Sur les frais liés au litige :
19. Dans les circonstances de l’espèce, il y a lieu de mettre la somme de 3 000 euros à la charge de la CCIR Paris IDF au titre de l’article L. 761-1 du code de justice administrative. En revanche, la somme que demande la CCIR Paris IDF sur le même fondement ne peut qu’être rejetée.
Par ces motifs, le tribunal décide :
Article 1er : La chambre de commerce et d’industrie de la région Paris Ile-de-France est condamnée à verser la somme de 20 000 euros à Mme H. Cette somme sera assortie des intérêts au taux légal et de la capitalisation des intérêts dans les conditions prévues aux points 13 à 18 du présent jugement.
Article 2 : La chambre de commerce et d’industrie de la région Paris Ile-de-France versera la somme de 3 000 euros à Mme H au titre de l’article L. 761-1 du code de justice administrative.
Article 3 : Les conclusions de la requête de Mme H sont rejetées pour le surplus.
Article 4 : Les conclusions présentées par la chambre de commerce et d’industrie de la région Paris Ile-de-France au titre de l’article L. 761-1 du code de justice administrative sont rejetées.
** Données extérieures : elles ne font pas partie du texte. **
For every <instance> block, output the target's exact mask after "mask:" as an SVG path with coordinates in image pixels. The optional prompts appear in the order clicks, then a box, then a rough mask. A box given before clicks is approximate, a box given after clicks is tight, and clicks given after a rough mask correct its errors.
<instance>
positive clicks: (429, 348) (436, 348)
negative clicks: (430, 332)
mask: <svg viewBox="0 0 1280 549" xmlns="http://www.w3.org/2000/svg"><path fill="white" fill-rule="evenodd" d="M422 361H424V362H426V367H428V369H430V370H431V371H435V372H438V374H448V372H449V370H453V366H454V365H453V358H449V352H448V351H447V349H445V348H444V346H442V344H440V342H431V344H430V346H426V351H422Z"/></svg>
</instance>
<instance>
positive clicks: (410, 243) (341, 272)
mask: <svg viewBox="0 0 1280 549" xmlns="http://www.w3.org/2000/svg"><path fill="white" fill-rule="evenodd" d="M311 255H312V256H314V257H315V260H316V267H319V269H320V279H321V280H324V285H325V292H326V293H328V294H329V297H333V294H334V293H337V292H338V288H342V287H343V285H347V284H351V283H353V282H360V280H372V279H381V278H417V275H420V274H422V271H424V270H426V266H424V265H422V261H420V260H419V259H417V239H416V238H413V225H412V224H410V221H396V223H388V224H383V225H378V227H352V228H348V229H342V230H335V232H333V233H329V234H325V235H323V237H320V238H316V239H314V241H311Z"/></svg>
Article 5 : Le présent jugement sera notifié à Mme F H et à la chambre de commerce et d’industrie de la région Paris Ile-de-France.
Délibéré après l’audience du 16 janvier 2025, à laquelle siégeaient :
Mme Oriol, présidente, Mme Cordary, première conseillère, et Mme Lusinier, conseillère.
Rendu public par mise à disposition au greffe le 30 janvier 2025.
La rapporteure,
signé
V. Lusinier
La présidente,
signé
C. Oriol
La greffière,
signé
V. Ricaud
La République mande et ordonne au préfet de la région Ile-de-France, préfet de Paris, en ce qui le concerne ou à tous commissaires de justice à ce requis en ce qui concerne les voies de droit commun, contre les parties privées, de pourvoir à l’exécution de la présente décision.